Весь грех не в недостатках устава и проч.; грех в том, что Академия не живет той жизнью, которой она должна жить. И это не только у нас так, но и на Западе. Когда-то Академии были своего рода Парнасами. В состав их приглашались лучшие художники, обязанность которых заключалась в том, чтобы блюсти во всей чистоте так называемый хороший вкус в государстве. При Академиях образовывались училища, чтобы воспитывать этот хороший вкус в юношах и поставлять то же государство такими служителями, жрецами хорошего вкуса. Таковой была Академия и у нас. Но затем явился кризис в общей культуре, опрокинувший самое «аристократическое» понятие о хорошем вкусе и понятие о необходимости его соблюдения. Исчезло и представление о возможности художественных функций в государственном организме.

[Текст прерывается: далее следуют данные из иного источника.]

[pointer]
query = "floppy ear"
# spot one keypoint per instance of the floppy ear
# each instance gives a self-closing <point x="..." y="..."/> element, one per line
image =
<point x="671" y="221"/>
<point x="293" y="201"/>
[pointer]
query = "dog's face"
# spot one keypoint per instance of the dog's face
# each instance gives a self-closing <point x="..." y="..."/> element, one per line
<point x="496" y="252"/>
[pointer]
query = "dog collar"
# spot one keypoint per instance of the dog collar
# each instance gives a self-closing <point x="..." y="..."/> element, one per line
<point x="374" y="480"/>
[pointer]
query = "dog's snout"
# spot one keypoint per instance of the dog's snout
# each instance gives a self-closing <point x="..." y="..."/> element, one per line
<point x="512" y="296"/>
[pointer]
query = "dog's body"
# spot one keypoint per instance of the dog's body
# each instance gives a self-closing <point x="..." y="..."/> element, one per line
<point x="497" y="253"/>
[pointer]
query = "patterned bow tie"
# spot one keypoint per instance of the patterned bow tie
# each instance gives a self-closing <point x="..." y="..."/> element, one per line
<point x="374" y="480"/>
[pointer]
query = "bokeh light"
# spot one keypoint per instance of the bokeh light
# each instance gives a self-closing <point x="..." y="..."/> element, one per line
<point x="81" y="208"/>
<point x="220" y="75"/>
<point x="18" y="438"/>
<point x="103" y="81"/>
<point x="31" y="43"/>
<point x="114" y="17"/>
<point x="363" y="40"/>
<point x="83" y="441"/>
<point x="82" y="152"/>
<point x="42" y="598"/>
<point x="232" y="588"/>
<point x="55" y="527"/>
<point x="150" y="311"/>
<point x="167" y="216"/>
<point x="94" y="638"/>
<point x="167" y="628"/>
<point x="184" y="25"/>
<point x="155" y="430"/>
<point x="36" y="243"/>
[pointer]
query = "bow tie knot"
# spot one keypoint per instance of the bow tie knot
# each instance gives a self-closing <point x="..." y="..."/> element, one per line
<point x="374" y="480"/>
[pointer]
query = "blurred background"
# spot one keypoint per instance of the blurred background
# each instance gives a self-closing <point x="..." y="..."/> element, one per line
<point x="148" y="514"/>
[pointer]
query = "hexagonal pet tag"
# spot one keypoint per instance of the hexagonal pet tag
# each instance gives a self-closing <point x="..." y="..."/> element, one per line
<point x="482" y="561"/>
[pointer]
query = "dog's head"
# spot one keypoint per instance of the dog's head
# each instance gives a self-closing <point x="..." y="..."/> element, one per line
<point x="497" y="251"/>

Нет ничего хуже, если кто живет в разладе с самим собой. Академия представляет из себя именно такое раздвоенное существование, и так продолжать нельзя. Одно из двух: или она должна перестать вовсе быть, или она должна найти свои основы. Учреждение государственное - она должна и служить государству.

Мне скажут (и уже говорили), что проповедью о такой Академии, которая имела бы назначение служить громадной государственной мастерской, поставляющей на всю страну государственное искусство, я подкапываюсь под самую суть современного художества - под индивидуализм, что ли, под личную инициативу. Ничуть. Об индивидуализме я бы советовал вообще не заботиться. Это дело совершенно особое и во всяком случае не могущее быть регламентированным и воспитанным общественным учреждением. Поверьте, что индивидуализму в наше время ничего уже и не угрожает. Индивидуализм есть скорее властный господин, если и не прямо деспот современного творчества. Он-то и дробит его, он-то и лишает его общественного значения. А главное, он вовсе не требует по самой своей сути какого-либо поощрения и попечения. Ведь он обязан непрестанно протестовать против того и другого. Личное творчество должно всецело рассчитывать на личную силу признания. Личное произведение искусства может рассчитывать лишь на отдельные, одинокие оценки и применения. А затем, будьте уверены, что сильная личность всегда победит, всегда выявится и в академической Академии.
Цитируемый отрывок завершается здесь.